By Ana Maria Salaverry, community health worker
Recipe of the Month: Roasted cauliflower bowls with tahini
Fall is in the air and this simple recipe features vegetables, seeds, and nuts, and a wonderful tahini sauce to bring it all together. This recipe makes 4 servings.
Ingredients
One head of cauliflower, chopped into pieces
3 tablespoons lemon juice
1 teaspoon avocado, olive, or coconut oil
5 tablespoons tahini
3 tablespoons lemon juice
½ teaspoon salt
½ teaspoon garlic powder
5 tablespoons water
4 handfuls chopped spinach
4 cups chopped broccoli
2 avocados
12 teaspoons raw pumpkin seeds
4 teaspoons sesame seeds
Lemon juice
Salt and pepper
Cooking instructions
- Preheat the oven to 400 degrees.
- Place the cauliflower on a baking sheet lined with foil for easy clean up and drizzle it with lemon juice, oil, and salt. Mix the ingredients well and roast for 30 minutes.
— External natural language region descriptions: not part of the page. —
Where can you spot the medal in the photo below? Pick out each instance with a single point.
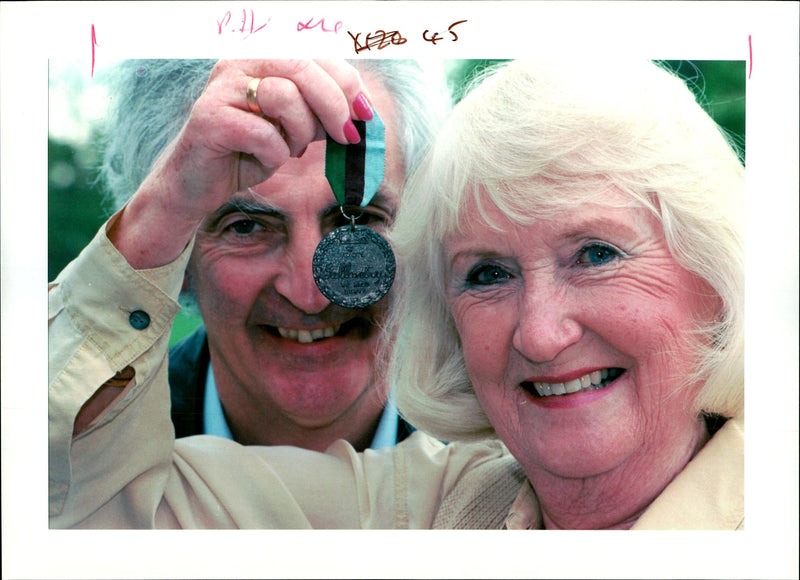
(354, 266)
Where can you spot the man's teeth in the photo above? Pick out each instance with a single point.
(593, 380)
(306, 336)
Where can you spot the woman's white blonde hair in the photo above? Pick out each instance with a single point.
(536, 138)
- While the cauliflower is roasting, prepare the broccoli and tahini sauce. Steam the broccoli until it is slightly cooked, but not wilted.
- To make the tahini dressing, whisk the tahini, lemon juice, salt, garlic powder and water until smooth and creamy. Adjust the amount of water used to reach a creamy but pourable consistency.
- Prepare 4 bowls or containers with a handful of fresh spinach. Add the roasted cauliflower and steamed broccoli and put ½ an avocado on top of each. Add seeds and pour tahini dressing on the top.
- Add a little more lemon juice, salt and pepper, if desired.
Tip: Serve this dish right away. Extras can be kept in the refrigerator for up to two days in a sealed container.